The Best Street Food Master in the World

By KF Seetoh - Friday, Aug 02, 2013

The secret to his stunningly moreish Soto (spiced soup) can easily be attributed to the spices he uses. Any expert on this dish can figure out almost all the ingredients and spices used, even google can tell you at least half of it. The real magic here, however, is not the spices, but two (or at least two) very important tricks he had employed since the early 1970s. One, he fries up some fresh milkfish, blends them into a seafood umami paste and introduces it into his Soto equation. Two, he further and confidently reveals the real reason, and what he knows is the success behind his Soto – voted the best of Top 20 Street Food Masters 2013 by the World Street Congress (WSFC) recently – “it’s the Koya I use.”


Soto Ayam Ambengan Pak Sadi Asli came in at number one spot as the world’s Top 20 Street Food Masters decided by a committee behind the WSFC. Devour a set of this Soto in Jakarta and you’ll realise why. Although some of the best food minds in Indonesia readily agree on his standards, it is not just about food quality. It’s the value he brought to the nation’s food culture and the jobs he had created.

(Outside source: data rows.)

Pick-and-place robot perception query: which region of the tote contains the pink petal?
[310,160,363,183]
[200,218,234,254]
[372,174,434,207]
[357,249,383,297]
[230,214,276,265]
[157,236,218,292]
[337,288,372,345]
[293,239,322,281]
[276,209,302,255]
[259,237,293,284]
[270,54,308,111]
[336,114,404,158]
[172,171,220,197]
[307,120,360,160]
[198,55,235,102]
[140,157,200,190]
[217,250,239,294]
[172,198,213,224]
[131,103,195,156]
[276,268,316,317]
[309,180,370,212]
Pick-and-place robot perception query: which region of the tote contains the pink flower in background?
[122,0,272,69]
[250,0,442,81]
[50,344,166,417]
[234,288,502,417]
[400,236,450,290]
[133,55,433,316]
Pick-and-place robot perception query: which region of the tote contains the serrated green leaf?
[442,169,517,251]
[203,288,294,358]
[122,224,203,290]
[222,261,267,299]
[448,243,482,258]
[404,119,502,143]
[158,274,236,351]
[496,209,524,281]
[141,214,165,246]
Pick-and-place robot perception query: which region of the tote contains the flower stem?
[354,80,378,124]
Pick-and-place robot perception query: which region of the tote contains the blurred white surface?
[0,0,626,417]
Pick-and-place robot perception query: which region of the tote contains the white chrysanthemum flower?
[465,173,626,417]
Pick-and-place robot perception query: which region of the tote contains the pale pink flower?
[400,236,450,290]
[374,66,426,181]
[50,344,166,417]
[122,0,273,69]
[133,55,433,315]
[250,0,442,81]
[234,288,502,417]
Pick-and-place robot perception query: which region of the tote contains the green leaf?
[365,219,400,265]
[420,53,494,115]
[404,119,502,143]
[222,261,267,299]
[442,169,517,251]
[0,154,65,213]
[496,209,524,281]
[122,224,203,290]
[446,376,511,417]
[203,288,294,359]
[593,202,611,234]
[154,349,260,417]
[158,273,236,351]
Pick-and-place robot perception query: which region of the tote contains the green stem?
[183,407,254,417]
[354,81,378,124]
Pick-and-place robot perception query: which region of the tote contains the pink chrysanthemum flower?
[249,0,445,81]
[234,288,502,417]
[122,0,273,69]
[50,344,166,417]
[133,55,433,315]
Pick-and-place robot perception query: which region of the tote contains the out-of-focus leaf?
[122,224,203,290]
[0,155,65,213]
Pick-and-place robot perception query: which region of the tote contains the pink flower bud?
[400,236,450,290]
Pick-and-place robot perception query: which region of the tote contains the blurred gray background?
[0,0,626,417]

With 15 outlets, owned by his family and franchise clients, Pak Sadi, 70 “but my ID says I’m 68 although I counted two more years” looks a good 10 years younger. This fascinating gentleman, nary educated, former farmer and untrained cook, winged it with gumption and logic. He created jobs, a culinary reputation for his country and opportunities for humble start up entrepreneurs. His shops and stalls (with his portrait as a logo), come in many forms – from kaki limas (push cart street stalls), cafes and food shops. He serves as an inspiration to a new breed of street food professionals and hawkers.


Pak Sadi with the “Koya magic powder “he uses on his soto ayam that earned him accolades from his countrymen.

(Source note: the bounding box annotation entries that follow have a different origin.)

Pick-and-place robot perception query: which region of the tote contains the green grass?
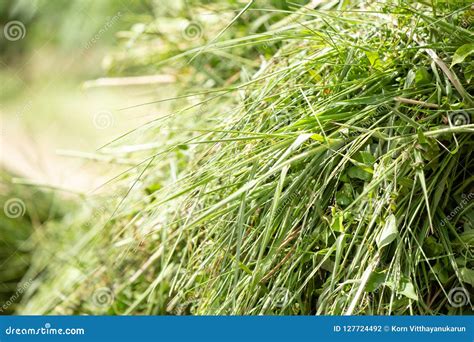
[8,2,474,315]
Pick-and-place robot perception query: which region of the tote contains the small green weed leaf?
[347,166,372,181]
[331,208,344,233]
[376,214,398,249]
[365,271,387,292]
[397,279,418,300]
[415,68,431,85]
[459,267,474,286]
[365,51,382,68]
[451,43,474,66]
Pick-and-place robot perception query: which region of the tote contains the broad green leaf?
[376,214,398,249]
[451,43,474,66]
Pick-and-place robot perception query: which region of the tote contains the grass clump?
[14,1,474,314]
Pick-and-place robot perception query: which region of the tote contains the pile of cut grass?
[15,1,474,314]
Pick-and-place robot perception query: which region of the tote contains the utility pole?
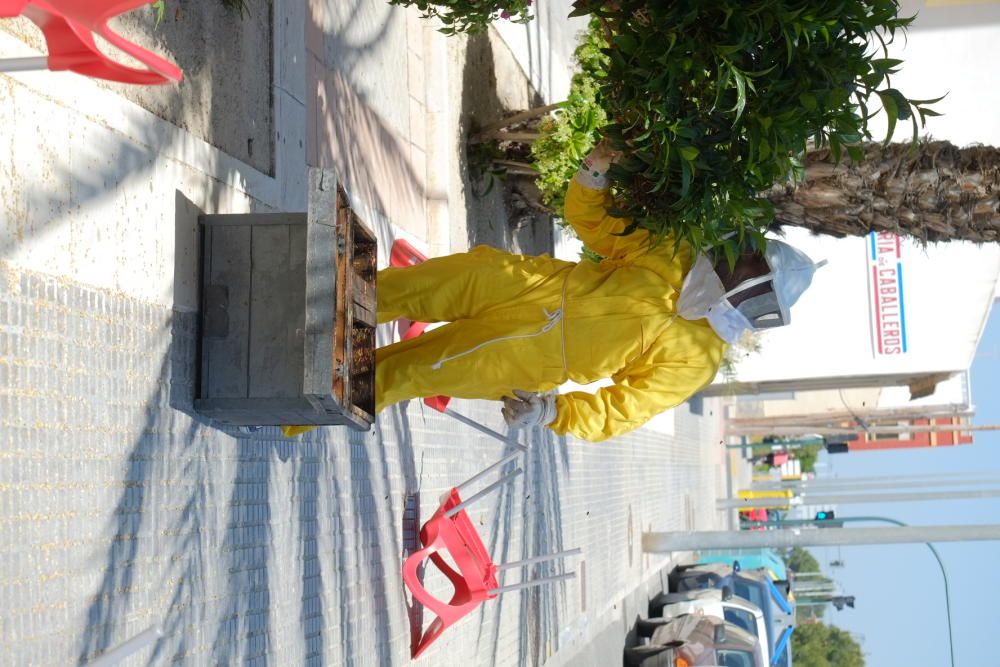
[726,424,1000,436]
[750,473,1000,491]
[642,524,1000,553]
[716,489,1000,510]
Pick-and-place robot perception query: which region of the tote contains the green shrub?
[531,20,608,218]
[574,0,936,261]
[389,0,532,35]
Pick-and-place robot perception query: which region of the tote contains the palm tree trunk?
[768,141,1000,243]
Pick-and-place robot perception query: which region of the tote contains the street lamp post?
[750,516,955,667]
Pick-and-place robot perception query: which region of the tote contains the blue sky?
[811,302,1000,667]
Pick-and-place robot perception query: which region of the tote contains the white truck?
[636,586,771,665]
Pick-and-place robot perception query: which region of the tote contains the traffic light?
[830,595,854,611]
[813,510,844,528]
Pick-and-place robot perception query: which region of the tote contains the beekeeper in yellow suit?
[375,142,828,441]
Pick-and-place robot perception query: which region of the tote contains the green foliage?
[531,20,608,218]
[792,623,865,667]
[577,0,936,262]
[785,547,820,572]
[389,0,532,35]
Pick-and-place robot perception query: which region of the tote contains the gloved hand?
[500,389,556,428]
[576,138,622,190]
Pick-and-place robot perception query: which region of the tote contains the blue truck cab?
[671,558,795,667]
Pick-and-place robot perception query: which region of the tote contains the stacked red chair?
[403,450,580,658]
[0,0,183,85]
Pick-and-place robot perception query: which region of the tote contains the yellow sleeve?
[563,177,649,259]
[549,317,726,442]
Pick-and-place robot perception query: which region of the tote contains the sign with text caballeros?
[867,232,907,358]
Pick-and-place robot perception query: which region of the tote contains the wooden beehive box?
[195,169,377,430]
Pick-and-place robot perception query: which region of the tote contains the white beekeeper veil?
[677,240,826,343]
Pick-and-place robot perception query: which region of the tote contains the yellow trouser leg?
[375,314,563,412]
[377,246,573,323]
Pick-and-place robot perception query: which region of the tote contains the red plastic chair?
[0,0,184,85]
[403,452,580,658]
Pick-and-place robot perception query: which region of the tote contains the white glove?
[576,139,622,190]
[500,389,556,428]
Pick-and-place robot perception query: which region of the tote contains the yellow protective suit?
[375,179,725,441]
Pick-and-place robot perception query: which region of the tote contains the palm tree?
[768,141,1000,243]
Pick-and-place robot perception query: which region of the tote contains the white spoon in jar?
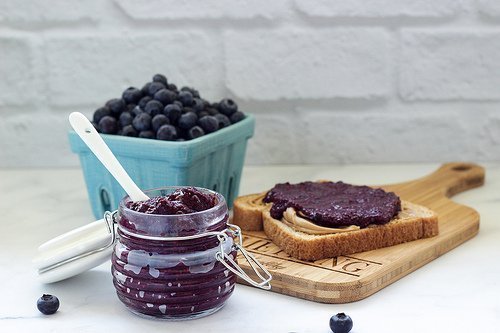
[69,112,149,201]
[33,112,149,283]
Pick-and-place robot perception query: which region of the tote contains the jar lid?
[33,212,272,290]
[33,213,115,283]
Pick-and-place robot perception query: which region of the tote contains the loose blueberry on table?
[36,294,59,315]
[92,74,245,141]
[330,312,352,333]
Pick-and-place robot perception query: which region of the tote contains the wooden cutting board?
[234,163,484,303]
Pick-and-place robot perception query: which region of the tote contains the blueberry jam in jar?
[111,187,237,320]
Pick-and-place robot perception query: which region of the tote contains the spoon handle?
[69,112,149,201]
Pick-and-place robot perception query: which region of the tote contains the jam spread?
[112,187,236,319]
[127,187,217,215]
[263,182,401,228]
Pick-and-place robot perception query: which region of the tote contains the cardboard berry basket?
[68,114,255,219]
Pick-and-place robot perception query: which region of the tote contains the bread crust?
[232,192,267,231]
[262,201,439,261]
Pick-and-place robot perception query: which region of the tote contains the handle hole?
[451,165,471,171]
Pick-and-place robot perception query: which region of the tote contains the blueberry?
[153,74,168,86]
[191,98,205,112]
[214,113,231,128]
[219,98,238,117]
[229,111,245,124]
[92,106,111,124]
[167,83,179,92]
[97,116,118,134]
[181,87,200,98]
[139,131,155,139]
[154,89,177,105]
[177,90,193,106]
[151,114,170,132]
[196,111,209,118]
[148,82,166,96]
[132,112,151,132]
[120,125,137,136]
[205,106,220,116]
[144,99,163,117]
[122,87,142,104]
[156,125,178,141]
[163,104,182,124]
[141,82,152,96]
[137,96,153,110]
[106,98,125,116]
[178,112,198,130]
[198,116,219,133]
[36,294,59,315]
[123,104,137,113]
[188,126,205,139]
[330,312,352,333]
[131,105,144,117]
[118,112,134,127]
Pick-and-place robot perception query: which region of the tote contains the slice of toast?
[232,192,268,231]
[233,188,439,261]
[262,201,439,261]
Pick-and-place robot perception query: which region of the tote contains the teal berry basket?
[68,114,255,219]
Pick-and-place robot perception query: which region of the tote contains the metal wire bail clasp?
[215,223,272,290]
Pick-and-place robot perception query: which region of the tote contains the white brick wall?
[0,0,500,167]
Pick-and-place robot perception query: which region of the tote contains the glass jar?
[112,187,236,319]
[111,186,271,320]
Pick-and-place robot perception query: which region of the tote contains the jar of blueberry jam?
[112,187,270,320]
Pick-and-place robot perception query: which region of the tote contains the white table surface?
[0,164,500,333]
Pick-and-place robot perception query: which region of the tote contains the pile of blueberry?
[93,74,245,141]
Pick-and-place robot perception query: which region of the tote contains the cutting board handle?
[422,162,484,198]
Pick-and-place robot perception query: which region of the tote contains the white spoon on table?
[33,112,149,283]
[69,112,149,201]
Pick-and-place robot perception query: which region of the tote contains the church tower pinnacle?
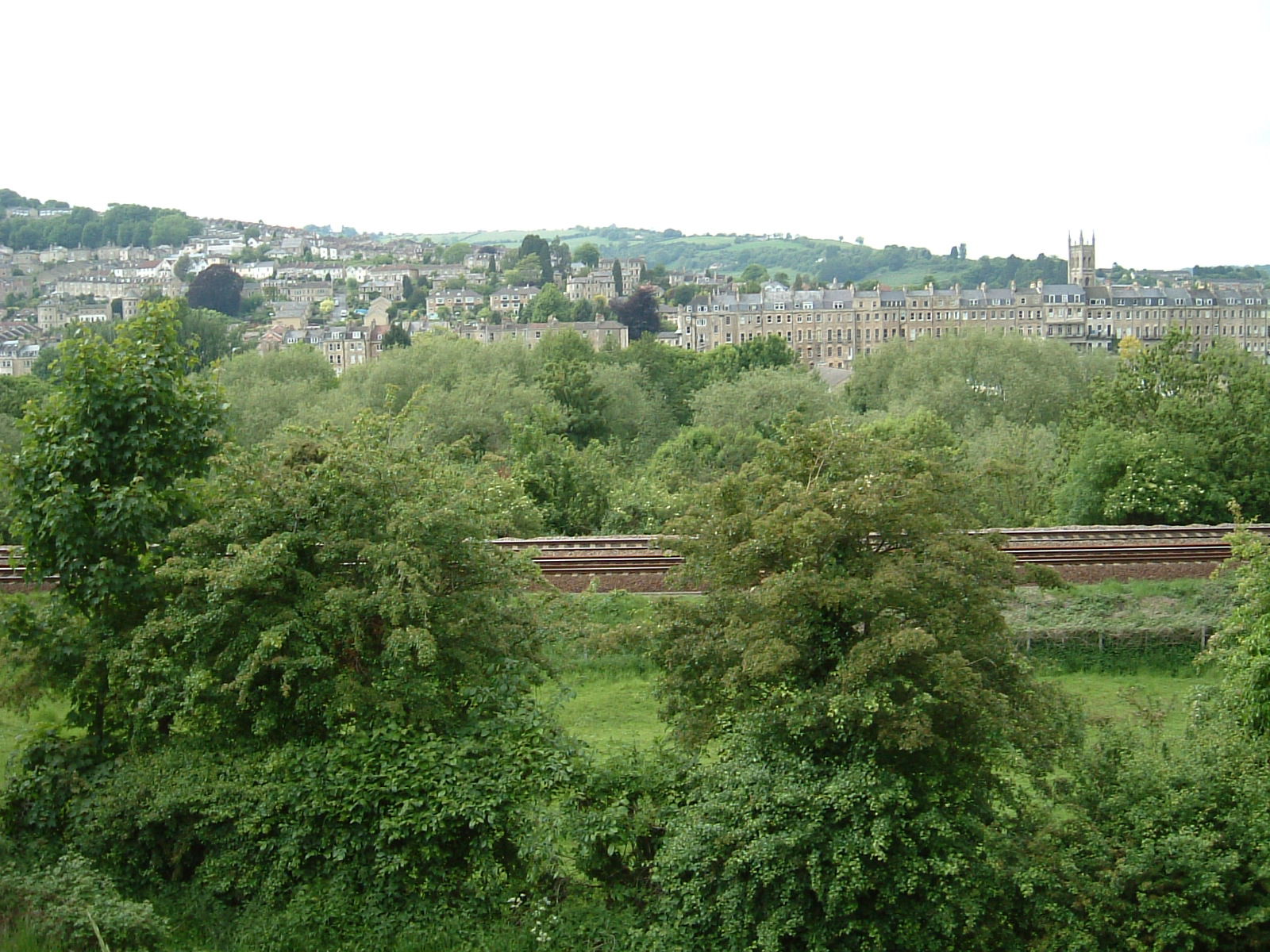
[1067,231,1096,288]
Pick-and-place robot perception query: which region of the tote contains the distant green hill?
[417,226,1067,287]
[415,225,1270,287]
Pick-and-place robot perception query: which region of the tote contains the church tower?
[1067,231,1096,288]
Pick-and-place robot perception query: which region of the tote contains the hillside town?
[0,207,1270,378]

Back to his “Koya” magic, it is a topping, looking like crushed roasted nuts, but is made of fried fragrant chopped garlic and crushed prawn crackers. That little humble and unassuming spoon of it sits atop the Soto and it transforms – lends a very comforting sensation which is heightened when you squeeze that wedge of lime in. Plus, it’s freeflow- you scoop as much of the Koya as you want, and they clear 10 kilos of this garlic cracker powder each day. You would feel like to pour all the Soto into the mouth after one spoonful.


That spoonful of “Koya” makes a distinct difference in their Soto Ayam.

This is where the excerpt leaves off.